Daniel Lemire's blog

, 2 min read

Constructing arrays of Boolean values in Java

It is not uncommon that we need to represent an array of Boolean (true or false) values. There are multiple ways to do it.

The most natural way could be to construct an array of booleans (the native Java type). It is likely that when stored in an array, Java uses a byte per value.

boolean[] array = new boolean[listSize];
for(int k = 0; k < listSize; k++) {
  array[k] = ((k & 1) == 0) ? true : false;
}

You may also use a byte type:

byte[] array = new byte[listSize];
for(int k = 0; k < listSize; k++) {
  array[k] = ((k & 1) == 0) ? (byte)1 : (byte)0;
}

You can get more creative and you could do it using an array of strings:

String[] array = new String[listSize];
for(int k = 0; k < listSize; k++) {
  array[k] = ((k & 1) == 0) ? "Found" : "NotFound";
}

In theory, Java could optimize the array so that it requires only one bit per entry. In practice, each reference to a string value will use either 32 bits or 64 bits. The string values themselves use extra memory, but Java is probably smart enough not to store multiple times in memory the string “Found”. It might store it just once.

And then you can do it using a BitSet, effectively using about a bit per value:

BitSet bitset = new BitSet(listSize);
for(int k = 0; k < listSize; k++) {
  if((k & 1) == 0) { bitset.set(k); }
}

The BitSet has tremendous performance advantages: low memory usage, fancy algorithms that benefit from word-level parallelism, and so forth.

Typically, you do not just construct such an array, you also use it. But let us say that I just want to construct it as fast as possible, how do these techniques differ? I am going to use 64K array with OpenJDK 8 on an Apple M1 processor.

My source code is available. In my benchmark, the content of the arrays is known at compile time which is an optimistic case (the compiler could just precompute the results!). My results are as follow:

boolean 23 us
byte 23 us
String 60 us
BitSet 50 us

You may divide by 65536 to get the cost in nanoseconds per entry. You may further divide by 3.2GHz to get the number of cycles per entry.

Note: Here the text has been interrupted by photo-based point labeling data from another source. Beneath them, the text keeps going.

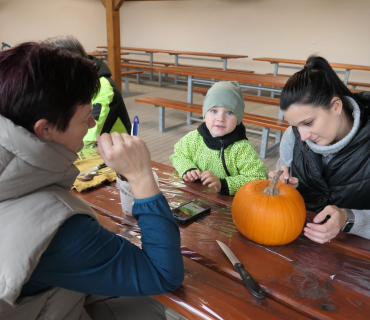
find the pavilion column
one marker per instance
(114, 41)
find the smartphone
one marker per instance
(190, 211)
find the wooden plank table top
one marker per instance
(302, 280)
(180, 52)
(103, 54)
(226, 75)
(303, 62)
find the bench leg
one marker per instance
(264, 142)
(161, 118)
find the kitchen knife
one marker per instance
(98, 167)
(252, 286)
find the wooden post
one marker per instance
(114, 41)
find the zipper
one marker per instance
(222, 156)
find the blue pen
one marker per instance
(135, 127)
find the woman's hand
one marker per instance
(322, 233)
(192, 175)
(129, 156)
(292, 180)
(208, 178)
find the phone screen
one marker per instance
(190, 210)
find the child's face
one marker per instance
(220, 121)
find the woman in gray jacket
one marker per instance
(327, 149)
(56, 261)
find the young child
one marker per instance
(218, 152)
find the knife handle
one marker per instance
(252, 286)
(101, 166)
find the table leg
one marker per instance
(279, 133)
(176, 64)
(190, 98)
(346, 76)
(160, 79)
(276, 68)
(161, 118)
(225, 64)
(264, 142)
(151, 64)
(126, 84)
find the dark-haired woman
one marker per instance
(326, 151)
(56, 261)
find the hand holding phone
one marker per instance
(190, 211)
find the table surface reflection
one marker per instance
(302, 280)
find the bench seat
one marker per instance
(128, 73)
(246, 97)
(358, 84)
(266, 123)
(350, 83)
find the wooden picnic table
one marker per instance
(302, 279)
(223, 57)
(103, 54)
(246, 80)
(348, 67)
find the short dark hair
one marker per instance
(316, 85)
(69, 42)
(41, 81)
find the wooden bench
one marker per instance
(246, 97)
(266, 123)
(128, 73)
(127, 60)
(148, 67)
(358, 84)
(353, 84)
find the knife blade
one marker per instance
(99, 166)
(252, 286)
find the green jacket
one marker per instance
(109, 110)
(239, 157)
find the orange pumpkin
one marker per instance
(269, 212)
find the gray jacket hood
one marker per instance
(35, 179)
(28, 163)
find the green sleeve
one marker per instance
(249, 165)
(100, 109)
(182, 159)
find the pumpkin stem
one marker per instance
(271, 189)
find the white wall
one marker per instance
(257, 28)
(26, 20)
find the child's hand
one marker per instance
(192, 175)
(208, 178)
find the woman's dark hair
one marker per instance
(316, 85)
(69, 42)
(41, 81)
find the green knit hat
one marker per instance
(225, 94)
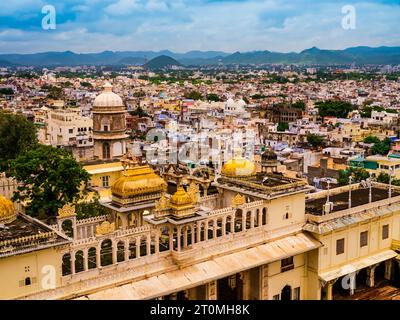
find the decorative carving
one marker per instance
(162, 204)
(67, 211)
(193, 192)
(105, 228)
(238, 200)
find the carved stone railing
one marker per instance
(363, 208)
(91, 220)
(396, 245)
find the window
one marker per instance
(105, 180)
(28, 281)
(385, 232)
(296, 293)
(363, 239)
(287, 264)
(339, 246)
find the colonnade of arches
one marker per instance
(111, 251)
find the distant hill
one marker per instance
(358, 55)
(162, 62)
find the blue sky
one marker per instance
(183, 25)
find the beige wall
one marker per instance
(351, 235)
(15, 269)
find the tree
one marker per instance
(358, 175)
(371, 139)
(382, 147)
(17, 135)
(213, 97)
(315, 140)
(139, 112)
(299, 105)
(339, 109)
(282, 127)
(49, 177)
(194, 95)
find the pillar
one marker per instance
(179, 239)
(126, 250)
(98, 260)
(245, 275)
(185, 237)
(73, 262)
(264, 282)
(371, 276)
(388, 269)
(114, 252)
(85, 260)
(148, 245)
(211, 290)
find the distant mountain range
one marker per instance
(357, 55)
(162, 62)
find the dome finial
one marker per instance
(107, 86)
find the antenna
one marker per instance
(350, 181)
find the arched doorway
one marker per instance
(106, 150)
(286, 293)
(106, 253)
(68, 228)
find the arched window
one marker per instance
(28, 281)
(106, 150)
(67, 228)
(238, 220)
(120, 251)
(79, 261)
(66, 264)
(92, 262)
(264, 216)
(106, 253)
(164, 239)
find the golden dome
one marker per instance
(6, 208)
(137, 181)
(108, 98)
(181, 198)
(239, 167)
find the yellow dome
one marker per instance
(181, 198)
(138, 180)
(6, 208)
(108, 98)
(239, 167)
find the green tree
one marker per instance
(371, 139)
(315, 140)
(194, 95)
(213, 97)
(49, 177)
(17, 135)
(282, 127)
(299, 105)
(90, 209)
(358, 175)
(139, 112)
(382, 147)
(334, 108)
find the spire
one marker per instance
(107, 87)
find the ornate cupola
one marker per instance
(109, 125)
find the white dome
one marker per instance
(108, 98)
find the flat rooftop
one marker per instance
(359, 197)
(27, 234)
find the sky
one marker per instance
(183, 25)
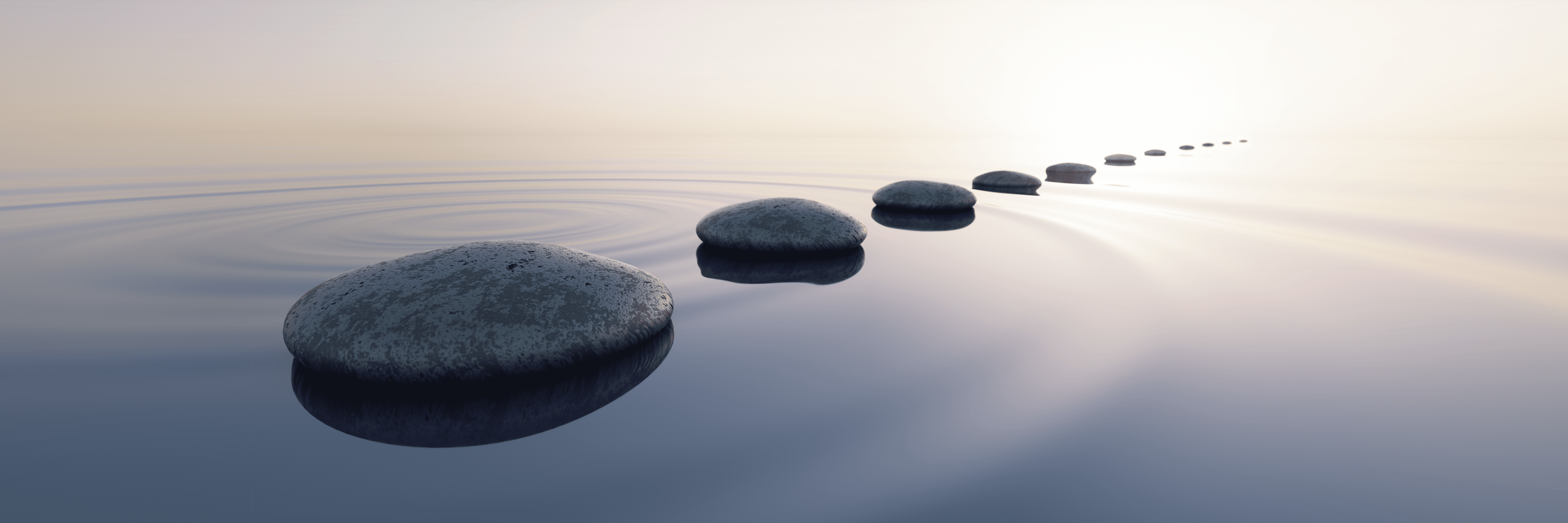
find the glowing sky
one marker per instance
(1418, 70)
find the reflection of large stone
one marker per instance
(1070, 173)
(476, 312)
(923, 222)
(758, 268)
(782, 225)
(918, 195)
(468, 414)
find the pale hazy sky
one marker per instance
(1420, 70)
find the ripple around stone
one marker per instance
(753, 269)
(782, 225)
(924, 197)
(476, 312)
(923, 222)
(469, 414)
(1006, 180)
(1070, 173)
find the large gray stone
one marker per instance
(1007, 180)
(1070, 173)
(782, 225)
(924, 197)
(476, 312)
(468, 414)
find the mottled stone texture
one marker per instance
(1070, 173)
(924, 222)
(1006, 180)
(923, 195)
(476, 312)
(469, 414)
(782, 225)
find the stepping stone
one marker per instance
(782, 225)
(926, 197)
(476, 312)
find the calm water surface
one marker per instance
(1265, 332)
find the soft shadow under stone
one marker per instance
(469, 414)
(926, 222)
(753, 268)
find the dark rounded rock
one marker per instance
(1006, 180)
(468, 414)
(782, 225)
(476, 312)
(1070, 173)
(924, 222)
(758, 268)
(924, 195)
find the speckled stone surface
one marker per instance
(1070, 173)
(466, 415)
(476, 312)
(924, 195)
(782, 225)
(1006, 180)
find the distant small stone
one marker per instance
(476, 312)
(1070, 173)
(1006, 180)
(924, 222)
(923, 195)
(760, 269)
(782, 225)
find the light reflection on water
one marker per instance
(1255, 332)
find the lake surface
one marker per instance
(1269, 332)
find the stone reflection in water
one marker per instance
(780, 268)
(469, 414)
(923, 222)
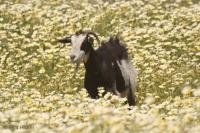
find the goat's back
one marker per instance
(113, 49)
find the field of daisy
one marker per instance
(38, 92)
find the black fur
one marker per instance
(102, 69)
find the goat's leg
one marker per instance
(130, 97)
(90, 86)
(113, 89)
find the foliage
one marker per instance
(38, 92)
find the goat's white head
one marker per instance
(81, 45)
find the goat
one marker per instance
(108, 66)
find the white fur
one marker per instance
(77, 41)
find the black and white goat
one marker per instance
(108, 66)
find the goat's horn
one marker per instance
(95, 35)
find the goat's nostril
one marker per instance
(72, 57)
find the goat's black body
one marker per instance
(107, 67)
(102, 69)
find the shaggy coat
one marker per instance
(108, 66)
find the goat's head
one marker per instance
(82, 43)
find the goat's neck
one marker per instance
(91, 65)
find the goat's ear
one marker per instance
(65, 40)
(91, 40)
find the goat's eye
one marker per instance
(83, 46)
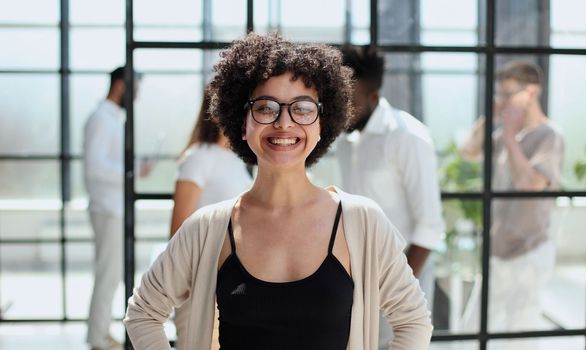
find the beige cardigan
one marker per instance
(186, 273)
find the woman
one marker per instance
(292, 266)
(209, 172)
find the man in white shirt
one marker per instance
(103, 163)
(388, 155)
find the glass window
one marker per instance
(530, 23)
(153, 219)
(45, 12)
(30, 180)
(537, 280)
(458, 272)
(30, 281)
(175, 20)
(86, 92)
(564, 78)
(29, 219)
(28, 128)
(97, 49)
(569, 343)
(22, 47)
(454, 345)
(79, 279)
(228, 20)
(428, 22)
(165, 112)
(302, 20)
(417, 84)
(110, 12)
(360, 20)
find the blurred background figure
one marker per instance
(527, 156)
(388, 155)
(104, 179)
(209, 172)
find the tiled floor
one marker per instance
(565, 294)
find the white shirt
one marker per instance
(393, 162)
(103, 161)
(217, 171)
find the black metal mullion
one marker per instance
(65, 143)
(249, 16)
(129, 194)
(373, 23)
(487, 180)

We should not be surprised that the boolean (and byte) arrays are fastest. It may require just one instruction to set the value. The BitSet is about 3 times slower due to bit manipulations. It will also use 8 times less memory.

I was pleasantly surprised by the performance of the String approach. It will use between 4 and 8 times more memory than the simple array, and thus 32 to 64 times more memory than the BitSet approach, but it is reasonably competitive with the BitSet approach. But we should not be surprised. The string values are known at compile-time. Storing a reference to a string should be more computationally expensive than storing a byte value. These numbers tell us that Java can and will optimize String assignments.

I would still disapprove strongly of the use of String instances to store Boolean values. Java may not be able to always optimize away the computational overhead of class instances.

Furthermore, if you do not care about the extra functionality of the BitSet class, with its dense representation, then an array of boolean values (the native type) is probably quite sane.